MUSIK IM EINKLANG MIT LITERATUR UND FILM
Die Band Raskolnikov ist international bekannt. Der Name der Band wurde in Bezug auf das psychologische Porträt der Hauptfigur Rodion Raskolnikov des Romans «Schuld und Sühne» von Dostojevskij gewählt. Zentral sind dabei die vom Dichter aufgeworfenen sozial-philosophischen Fragen, wie etwa die nach dem Bösen, dem Sinn der physischen und psychischen Schmerzen, der Legitimität von Gewalt, der Unumkehrbarkeit und der unmöglichen Erlösung. Auch weitere Referenzen der slavischen und russischen Literatur wie Gogol, Bulgakov oder Tolstoj sind für die Kunst der Band relevant. Die Band ist ein sehr interessantes multimediales Phänomen in der zeitgenössischen Kunst, da sie sich in ihrem Schaffen nicht nur an der musikalischen Kunst, sondern auch an Literatur, Philosophie, Malerei und Kino orientiert. Diese Eigenschaft zeigt sich nicht nur in der Musik selbst, sondern auch in der Gestaltung der Musik-Alben. Zum Beispiel besteht das Cover aus einer Collage, die im Vordergrund die drei Gorgonen von Gustav Klimt und ein Porträt von Emile Zola zeigt. Mathieu Spiechoyicz, der Gründer der Gruppe, sieht diese Figuren als Kampf zwischen zwei fanatischen Kräften, die um die Begriffe «Wahrheit», «Gut» und «Böse» streiten. Für Mathieu Szpiechowycz ist das „der Kampf vom Kitsch des Fortschritts gegen den reaktionären Kitsch“, „eine Art, das aufzugreifen, was Milan Kundera als Kitsch bezeichnete – die Verneinung von Idiotie“. In diesem Interview erfahren wir mehr über die Band Raskolnikov und den Musiker Mathieu Szpiechowycz.

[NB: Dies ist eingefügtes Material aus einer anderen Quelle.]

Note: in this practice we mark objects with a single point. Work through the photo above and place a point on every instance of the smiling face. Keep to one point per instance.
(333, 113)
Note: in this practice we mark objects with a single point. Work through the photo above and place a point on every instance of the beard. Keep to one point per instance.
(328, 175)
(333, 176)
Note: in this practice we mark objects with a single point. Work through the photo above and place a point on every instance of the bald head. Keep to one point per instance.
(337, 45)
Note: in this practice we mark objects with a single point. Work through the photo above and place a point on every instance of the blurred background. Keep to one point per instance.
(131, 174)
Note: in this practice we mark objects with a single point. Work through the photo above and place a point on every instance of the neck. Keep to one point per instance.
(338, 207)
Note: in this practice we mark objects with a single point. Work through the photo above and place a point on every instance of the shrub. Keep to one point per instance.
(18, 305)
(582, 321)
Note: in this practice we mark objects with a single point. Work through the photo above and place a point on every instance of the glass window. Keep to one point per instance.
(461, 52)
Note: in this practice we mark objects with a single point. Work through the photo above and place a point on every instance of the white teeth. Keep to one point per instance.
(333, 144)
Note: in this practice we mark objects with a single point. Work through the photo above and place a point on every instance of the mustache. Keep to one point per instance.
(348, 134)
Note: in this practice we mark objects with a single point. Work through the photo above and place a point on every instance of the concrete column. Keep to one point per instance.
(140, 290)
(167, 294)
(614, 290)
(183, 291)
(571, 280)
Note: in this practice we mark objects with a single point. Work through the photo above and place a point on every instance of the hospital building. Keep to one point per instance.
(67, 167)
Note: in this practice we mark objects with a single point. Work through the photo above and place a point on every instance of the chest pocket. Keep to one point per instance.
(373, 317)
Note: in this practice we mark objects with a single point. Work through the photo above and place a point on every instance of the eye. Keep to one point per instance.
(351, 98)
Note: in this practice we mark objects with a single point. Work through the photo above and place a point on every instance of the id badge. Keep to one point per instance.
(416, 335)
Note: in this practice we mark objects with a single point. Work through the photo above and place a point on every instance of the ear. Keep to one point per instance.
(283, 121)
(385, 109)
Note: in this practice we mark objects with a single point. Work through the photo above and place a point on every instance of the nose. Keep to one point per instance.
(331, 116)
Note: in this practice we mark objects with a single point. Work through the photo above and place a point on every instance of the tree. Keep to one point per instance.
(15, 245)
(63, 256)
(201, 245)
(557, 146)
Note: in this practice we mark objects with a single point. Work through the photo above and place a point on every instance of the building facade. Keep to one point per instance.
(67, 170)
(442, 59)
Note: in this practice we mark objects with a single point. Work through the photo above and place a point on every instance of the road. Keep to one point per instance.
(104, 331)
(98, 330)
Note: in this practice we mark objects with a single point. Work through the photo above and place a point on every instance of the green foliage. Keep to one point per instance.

J.W.: Zu Beginn unseres Gesprächs möchte ich Sie bitten, uns ein wenig über sich selbst zu erzählen. Ihr Leben ist sehr interessant und vielseitig. Sie sind in Frankreich geboren und sind nicht nur Musiker, Sänger und Komponist…
M.S.: Ich komme ursprünglich aus Reims in der Champagne, wo ich auch aufgewachsen bin. Ich habe in Lyon Handel, interkulturelle und internationale Beziehungen studiert. Ich spreche Französisch, Italienisch, Deutsch, Englisch, ein wenig Spanisch, Polnisch und lerne jetzt Russisch als Gasthörer an der Universität Konstanz.
Ich bin Büroangestellter in einem Industrieunternehmen im Thurgau und übersetze geschäftliche und technische Inhalte aus dem Deutschen ins Französische, Englische und Italienische. Ich lebe seit zehn Jahren in Kreuzlingen.
Nebenbei bin ich Musiker; ich komponiere auf der Gitarre und dem Bass und schreibe Texte hauptsächlich auf Englisch. In letzter Zeit hatte ich den Wunsch, Texte von Autoren in der Originalsprache zu interpretieren. Mit zwei befreundeten Musikern gründeten wir 2015 die Band Raskolnikov in Genf und nahmen drei Alben auf, die 2017, 2020 und 2024 erschienen.
Vor einigen Jahren bekam ich eine ins Französische übersetzte Gedichtsammlung von Vladimir Majakovskij geschenkt. Ich mochte diesen Autor, von dem ich nur wenig wusste, sehr. Voznesenie hat mich sehr bewegt. Ich wollte es schnell in der Originalsprache, dem Russischen, vortragen. So entschied ich mich, Russisch als Gasthörer an der Universität Konstanz zu lernen.
J.W.: Gab es ein besonderes Schema, indem die Ausschnitte aus den verschiedenen Filmen gewählt wurden?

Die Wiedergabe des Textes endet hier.